【第71回】
志摩と友岡子郷
広渡敬雄
(「沖」「塔の会」)
志摩は、三重県南東部の旧国名で東海道に属し、現在の鳥羽市と志摩市に当たる下国。鮑、あらめ、貝等海産物が豊富で、朝廷や伊勢神宮に貢ぐ御食つ国であった。

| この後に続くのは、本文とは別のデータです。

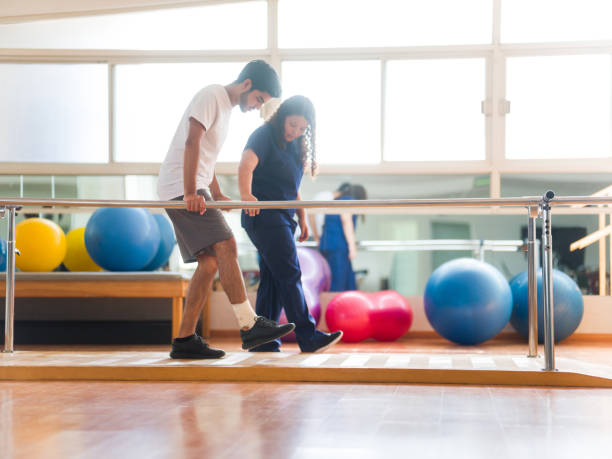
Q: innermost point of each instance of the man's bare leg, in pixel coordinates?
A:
(230, 274)
(197, 292)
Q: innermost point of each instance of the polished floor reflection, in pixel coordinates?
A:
(93, 419)
(268, 420)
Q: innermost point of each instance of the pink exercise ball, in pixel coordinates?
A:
(350, 312)
(391, 315)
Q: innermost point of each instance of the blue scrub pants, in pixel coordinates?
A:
(280, 282)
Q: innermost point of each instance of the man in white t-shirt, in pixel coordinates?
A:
(188, 174)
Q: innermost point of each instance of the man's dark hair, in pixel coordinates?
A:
(263, 77)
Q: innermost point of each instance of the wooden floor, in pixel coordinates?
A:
(103, 419)
(429, 361)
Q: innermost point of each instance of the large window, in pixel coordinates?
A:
(346, 95)
(561, 107)
(151, 99)
(433, 110)
(359, 23)
(555, 20)
(205, 27)
(54, 113)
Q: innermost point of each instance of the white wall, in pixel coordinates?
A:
(16, 8)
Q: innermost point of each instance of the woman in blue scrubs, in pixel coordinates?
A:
(271, 169)
(337, 243)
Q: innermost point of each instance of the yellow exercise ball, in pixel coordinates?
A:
(77, 258)
(41, 243)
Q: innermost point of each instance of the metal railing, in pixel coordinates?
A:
(536, 207)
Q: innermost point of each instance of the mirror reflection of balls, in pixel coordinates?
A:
(41, 243)
(467, 301)
(568, 305)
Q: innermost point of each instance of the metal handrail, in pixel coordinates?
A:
(526, 201)
(535, 206)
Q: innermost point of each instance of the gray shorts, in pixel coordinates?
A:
(195, 233)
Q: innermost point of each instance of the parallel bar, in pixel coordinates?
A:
(547, 284)
(9, 304)
(465, 202)
(532, 284)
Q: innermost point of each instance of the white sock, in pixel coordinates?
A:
(245, 314)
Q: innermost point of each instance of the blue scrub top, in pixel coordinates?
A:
(278, 174)
(333, 235)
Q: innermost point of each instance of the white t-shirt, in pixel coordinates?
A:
(212, 108)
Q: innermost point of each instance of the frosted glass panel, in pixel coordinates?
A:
(240, 25)
(555, 20)
(346, 96)
(348, 23)
(151, 99)
(433, 110)
(560, 107)
(54, 113)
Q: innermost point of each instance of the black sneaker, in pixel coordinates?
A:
(326, 341)
(195, 348)
(264, 331)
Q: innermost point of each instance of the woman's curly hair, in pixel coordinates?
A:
(301, 106)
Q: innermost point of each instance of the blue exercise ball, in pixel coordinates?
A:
(568, 305)
(122, 239)
(2, 255)
(467, 301)
(166, 244)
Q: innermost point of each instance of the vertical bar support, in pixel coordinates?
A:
(547, 283)
(9, 304)
(532, 272)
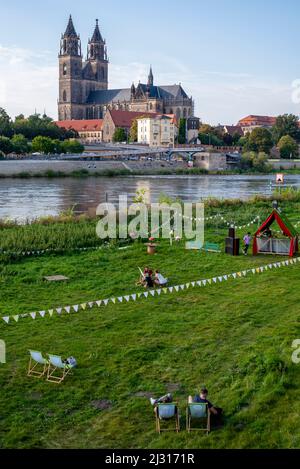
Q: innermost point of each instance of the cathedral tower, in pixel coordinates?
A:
(70, 75)
(97, 57)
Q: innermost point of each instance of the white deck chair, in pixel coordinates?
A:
(57, 365)
(35, 363)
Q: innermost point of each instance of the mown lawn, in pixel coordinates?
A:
(235, 337)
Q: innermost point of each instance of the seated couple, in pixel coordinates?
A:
(148, 281)
(215, 412)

志摩は島の意味で志摩半島は伊勢湾,遠州灘、熊野灘に囲まれ、リアス式海岸で荒々しく大王崎、安乘埼の展望は雄大で、海の難所でもあり、戦国時代は九鬼水軍の拠点。内湾は穏やかで真珠養殖が盛んで、志摩スペイン村も名高い。海女は外海の波切、和具等に多い。南国から黒潮に乗ってアサギマダラが渡来し、古くから安乘文楽も知られる。
ただひとりにも波は来る花ゑんど 友岡子郷
海女とても陸こそよけれ桃の花 高浜虚子
難所とはいつも白波夏衣 大峯あきら
牡蠣筏こゝの入江の潮満つ 嶋田青峰
南風吹けば海壊れると海女歎く 橋本多佳子
志摩の海霞みて渚澄みにけり 榎本冬一郎
ほんだはら潰し尽くしてからなら退く 飯島晴子
鰯雲大王崎へ漕ぎ出んか 橋本鶏二
黒潮の大きく蛇行蝶渡る 広渡敬雄
文楽の安乗の宿の温め酒 橋本石火
〈花ゑんど〉の句は、平成七年作で、第六句集『翌』に収録。阪神淡路大震災のあと,震禍の街を離れたくなり、仲間と行った安乗埼での作、晩春の穏やかな自然があったと述懐する。「この充足の孤影に俳句と共に生きた勇者の姿を重ね、静かに静かに拍手を送る」(寺井谷子)、「この句の「ひとり」のひとりとしてこの句に励まされ、花ゑんどの可憐さに慰められる」(川崎雅子)、「「ひとり」は多くの人の孤に通じる」(井上康明)、「故郷いわき市は東日本大震災の津波で多くの人を亡くし、以来大好きな海が怖いと思うようになったが、この「花ゑんど」の明るさに救われた」(駒木根淳子)等の鑑賞がある。